Start with breast milk or formula. Breast milk or formula should remain the primary source of nutrition during the early stages of weaning. Introduce new foods gradually:

Begin with small amounts of single-ingredient purees, such as mashed bananas or cooked mashed potatoes with baby's milk (sweet potatoes make poo runnier - use small amounts and change/mix to butternut squash). Be mindful of the properties of food! Some foods are more constipating such as rice and bananas. You need to keep a balance to see how is your baby's digestion reacting with each new food. A new food should be introduced after 3 days. This practice gives you enough time to check if there is an allergy or intolerance to the new food. Some babies could be very sensitive. An intolerance could show as constipation. Decrease the amount or frecuency of that new food.

The investment on a food processor such as the Thermomix, will make your food preparation time a bliss!
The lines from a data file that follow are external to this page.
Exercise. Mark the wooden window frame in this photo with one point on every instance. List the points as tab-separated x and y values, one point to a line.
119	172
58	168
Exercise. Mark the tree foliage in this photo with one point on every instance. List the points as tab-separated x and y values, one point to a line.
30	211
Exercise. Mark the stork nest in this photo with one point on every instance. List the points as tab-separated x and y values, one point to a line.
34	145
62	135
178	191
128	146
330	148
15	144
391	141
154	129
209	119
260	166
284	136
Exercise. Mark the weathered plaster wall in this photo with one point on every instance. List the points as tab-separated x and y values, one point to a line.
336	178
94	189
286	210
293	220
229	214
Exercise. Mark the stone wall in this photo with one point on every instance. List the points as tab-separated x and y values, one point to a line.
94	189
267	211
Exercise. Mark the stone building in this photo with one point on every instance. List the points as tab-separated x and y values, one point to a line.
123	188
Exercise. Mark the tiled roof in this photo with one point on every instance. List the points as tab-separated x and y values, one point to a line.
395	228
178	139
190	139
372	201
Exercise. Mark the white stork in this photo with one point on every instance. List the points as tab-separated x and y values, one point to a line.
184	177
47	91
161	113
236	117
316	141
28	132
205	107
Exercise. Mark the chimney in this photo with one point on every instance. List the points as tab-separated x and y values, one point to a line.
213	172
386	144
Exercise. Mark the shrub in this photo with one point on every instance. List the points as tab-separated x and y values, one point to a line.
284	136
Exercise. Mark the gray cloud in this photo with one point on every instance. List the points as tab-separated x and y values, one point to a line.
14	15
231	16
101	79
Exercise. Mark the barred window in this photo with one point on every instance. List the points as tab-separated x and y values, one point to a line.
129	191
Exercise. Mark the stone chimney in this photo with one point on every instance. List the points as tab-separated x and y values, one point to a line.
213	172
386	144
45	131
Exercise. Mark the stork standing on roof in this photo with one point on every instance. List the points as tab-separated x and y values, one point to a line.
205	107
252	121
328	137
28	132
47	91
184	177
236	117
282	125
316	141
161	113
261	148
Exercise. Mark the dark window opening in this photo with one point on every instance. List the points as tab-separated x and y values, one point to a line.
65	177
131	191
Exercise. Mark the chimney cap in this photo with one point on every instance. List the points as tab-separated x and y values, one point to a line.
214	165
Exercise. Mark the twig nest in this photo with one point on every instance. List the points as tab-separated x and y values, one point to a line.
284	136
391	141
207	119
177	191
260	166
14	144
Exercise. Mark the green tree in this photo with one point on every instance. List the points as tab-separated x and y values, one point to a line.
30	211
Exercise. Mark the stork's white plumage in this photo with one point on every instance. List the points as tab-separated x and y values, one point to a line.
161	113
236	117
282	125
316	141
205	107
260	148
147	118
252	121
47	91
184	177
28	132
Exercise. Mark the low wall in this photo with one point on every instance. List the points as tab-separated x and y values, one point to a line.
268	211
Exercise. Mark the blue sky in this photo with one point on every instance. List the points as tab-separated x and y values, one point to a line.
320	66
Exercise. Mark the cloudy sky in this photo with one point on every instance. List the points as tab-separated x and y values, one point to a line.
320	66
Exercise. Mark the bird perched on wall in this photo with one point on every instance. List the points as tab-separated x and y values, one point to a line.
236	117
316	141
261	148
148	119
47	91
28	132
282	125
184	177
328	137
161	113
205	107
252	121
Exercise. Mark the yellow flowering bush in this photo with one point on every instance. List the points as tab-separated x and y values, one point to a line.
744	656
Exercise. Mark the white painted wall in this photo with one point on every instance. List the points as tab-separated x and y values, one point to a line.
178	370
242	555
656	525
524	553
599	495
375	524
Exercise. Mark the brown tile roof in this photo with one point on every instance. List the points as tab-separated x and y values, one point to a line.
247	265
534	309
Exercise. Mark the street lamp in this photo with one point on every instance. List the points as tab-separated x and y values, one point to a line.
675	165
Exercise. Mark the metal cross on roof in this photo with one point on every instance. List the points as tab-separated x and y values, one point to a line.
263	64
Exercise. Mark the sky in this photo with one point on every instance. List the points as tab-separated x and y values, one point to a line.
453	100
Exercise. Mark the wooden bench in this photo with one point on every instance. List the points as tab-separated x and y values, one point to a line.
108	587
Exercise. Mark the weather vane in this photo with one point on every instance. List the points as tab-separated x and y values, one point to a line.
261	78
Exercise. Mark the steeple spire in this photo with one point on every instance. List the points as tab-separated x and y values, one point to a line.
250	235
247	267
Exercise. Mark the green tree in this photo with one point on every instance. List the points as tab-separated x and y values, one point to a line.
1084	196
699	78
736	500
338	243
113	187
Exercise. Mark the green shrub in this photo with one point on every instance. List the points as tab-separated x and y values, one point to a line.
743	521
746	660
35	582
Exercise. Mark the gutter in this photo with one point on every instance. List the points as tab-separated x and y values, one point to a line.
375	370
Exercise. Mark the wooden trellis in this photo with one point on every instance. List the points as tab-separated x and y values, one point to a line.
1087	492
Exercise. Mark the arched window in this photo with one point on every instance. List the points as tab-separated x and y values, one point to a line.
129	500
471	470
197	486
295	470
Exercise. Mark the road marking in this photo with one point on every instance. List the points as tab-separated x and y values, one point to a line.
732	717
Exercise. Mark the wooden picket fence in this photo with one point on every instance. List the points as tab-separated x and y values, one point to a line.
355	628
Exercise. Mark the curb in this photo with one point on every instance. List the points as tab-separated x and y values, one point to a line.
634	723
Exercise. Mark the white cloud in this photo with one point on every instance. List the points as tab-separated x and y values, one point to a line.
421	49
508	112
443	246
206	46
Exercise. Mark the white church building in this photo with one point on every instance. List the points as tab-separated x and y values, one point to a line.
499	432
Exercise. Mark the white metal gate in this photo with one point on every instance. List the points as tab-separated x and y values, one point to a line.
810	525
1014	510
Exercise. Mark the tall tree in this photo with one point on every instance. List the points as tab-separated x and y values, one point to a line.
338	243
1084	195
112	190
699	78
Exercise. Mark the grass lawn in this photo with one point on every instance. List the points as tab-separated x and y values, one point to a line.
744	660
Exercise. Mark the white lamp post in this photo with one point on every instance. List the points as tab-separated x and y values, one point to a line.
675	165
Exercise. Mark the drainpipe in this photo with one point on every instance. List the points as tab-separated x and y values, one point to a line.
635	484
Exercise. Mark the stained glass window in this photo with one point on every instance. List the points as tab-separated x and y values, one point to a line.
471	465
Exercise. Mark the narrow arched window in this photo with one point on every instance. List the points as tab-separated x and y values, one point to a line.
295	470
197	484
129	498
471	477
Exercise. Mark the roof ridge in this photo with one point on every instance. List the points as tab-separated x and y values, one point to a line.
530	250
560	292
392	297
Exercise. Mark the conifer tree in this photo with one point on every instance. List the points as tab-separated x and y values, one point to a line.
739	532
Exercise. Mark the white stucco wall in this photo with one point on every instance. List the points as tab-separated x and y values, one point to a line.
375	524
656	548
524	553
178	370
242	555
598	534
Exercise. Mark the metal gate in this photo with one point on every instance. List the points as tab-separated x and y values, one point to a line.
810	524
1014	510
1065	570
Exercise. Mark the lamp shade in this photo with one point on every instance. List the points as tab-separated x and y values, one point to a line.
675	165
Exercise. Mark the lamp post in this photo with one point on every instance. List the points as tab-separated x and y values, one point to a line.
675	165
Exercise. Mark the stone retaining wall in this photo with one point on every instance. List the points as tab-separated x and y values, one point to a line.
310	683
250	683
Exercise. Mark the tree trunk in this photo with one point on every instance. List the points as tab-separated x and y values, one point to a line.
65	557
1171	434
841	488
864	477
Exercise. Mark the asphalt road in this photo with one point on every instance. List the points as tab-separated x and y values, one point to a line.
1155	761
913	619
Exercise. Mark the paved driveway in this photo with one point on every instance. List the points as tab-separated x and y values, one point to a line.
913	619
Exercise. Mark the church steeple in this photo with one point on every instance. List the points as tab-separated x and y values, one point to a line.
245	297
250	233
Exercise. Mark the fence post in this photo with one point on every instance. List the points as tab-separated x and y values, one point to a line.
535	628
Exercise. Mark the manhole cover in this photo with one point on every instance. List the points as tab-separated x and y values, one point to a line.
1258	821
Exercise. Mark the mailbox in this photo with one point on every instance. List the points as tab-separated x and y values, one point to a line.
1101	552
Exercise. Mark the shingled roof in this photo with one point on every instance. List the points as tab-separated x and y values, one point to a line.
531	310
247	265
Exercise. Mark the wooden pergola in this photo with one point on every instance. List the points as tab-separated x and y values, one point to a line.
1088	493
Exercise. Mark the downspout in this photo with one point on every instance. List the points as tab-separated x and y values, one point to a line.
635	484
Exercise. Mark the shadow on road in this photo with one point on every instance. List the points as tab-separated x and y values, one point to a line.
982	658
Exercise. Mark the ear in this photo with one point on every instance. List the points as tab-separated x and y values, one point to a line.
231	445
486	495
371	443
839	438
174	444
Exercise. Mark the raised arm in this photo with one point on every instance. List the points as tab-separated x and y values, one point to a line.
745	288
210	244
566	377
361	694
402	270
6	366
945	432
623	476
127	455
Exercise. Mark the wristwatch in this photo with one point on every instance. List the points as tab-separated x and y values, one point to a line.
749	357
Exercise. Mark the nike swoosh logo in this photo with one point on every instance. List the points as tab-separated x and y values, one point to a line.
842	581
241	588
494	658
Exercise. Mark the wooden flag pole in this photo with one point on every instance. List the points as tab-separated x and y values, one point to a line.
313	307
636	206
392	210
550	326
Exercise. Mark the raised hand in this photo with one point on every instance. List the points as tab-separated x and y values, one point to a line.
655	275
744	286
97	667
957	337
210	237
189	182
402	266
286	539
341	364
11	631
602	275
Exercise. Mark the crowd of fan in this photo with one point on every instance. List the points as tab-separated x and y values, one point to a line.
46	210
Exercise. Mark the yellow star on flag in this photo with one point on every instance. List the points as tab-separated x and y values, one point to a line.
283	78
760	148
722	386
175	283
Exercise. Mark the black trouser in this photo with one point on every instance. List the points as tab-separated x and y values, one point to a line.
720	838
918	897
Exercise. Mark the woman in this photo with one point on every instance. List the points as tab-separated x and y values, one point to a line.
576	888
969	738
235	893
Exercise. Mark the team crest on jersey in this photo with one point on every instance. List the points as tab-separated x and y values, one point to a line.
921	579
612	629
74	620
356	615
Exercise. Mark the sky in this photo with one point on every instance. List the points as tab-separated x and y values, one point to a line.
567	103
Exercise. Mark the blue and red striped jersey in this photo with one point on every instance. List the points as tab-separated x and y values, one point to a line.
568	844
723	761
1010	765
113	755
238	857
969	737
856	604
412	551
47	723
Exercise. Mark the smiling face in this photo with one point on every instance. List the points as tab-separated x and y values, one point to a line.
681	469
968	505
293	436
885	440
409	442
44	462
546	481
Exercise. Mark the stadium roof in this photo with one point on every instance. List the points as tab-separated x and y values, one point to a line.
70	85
I highly recommend it for this feeding stage and all future food preparations for your family.


Include a wide range of nutrients: Incorporate fruits, vegetables, grains, and proteins into your baby's weaning journey. Your baby's new diet should have a balanced and varied nutrition.

Avoid added sugars and salt: Babies' taste buds are still developing, so it is important to limit their exposure to unnecessary sugars and salt. Here is your chance to make them love their vegetables!

Offer a variety of textures: As your baby becomes more comfortable with purees, gradually introduce mashed or finely chopped foods to encourage chewing (6-8 months).


Be mindful of allergenic foods: Introduce most allergenic foods, such as peanuts and eggs, one at a time after the first year, and watch for any adverse reactions.

Encourage self-feeding: As your baby grows, move from strained foods to chunky soft foods, and then introduce finger foods and utensils to foster their independence and motor skills.

Be patient with the mess! When else will you have so much fun eating in life without worrying about the cleaning?!

Stay attuned to your baby's cues: Observe your baby's reactions to new foods and adjust accordingly. Remember, each baby is unique and may have different preferences and tolerances.By following these guidelines and incorporating the principles of new practices in nutrition and food safety, parents can ensure a smooth and successful weaning journey for their little ones. Happy weaning!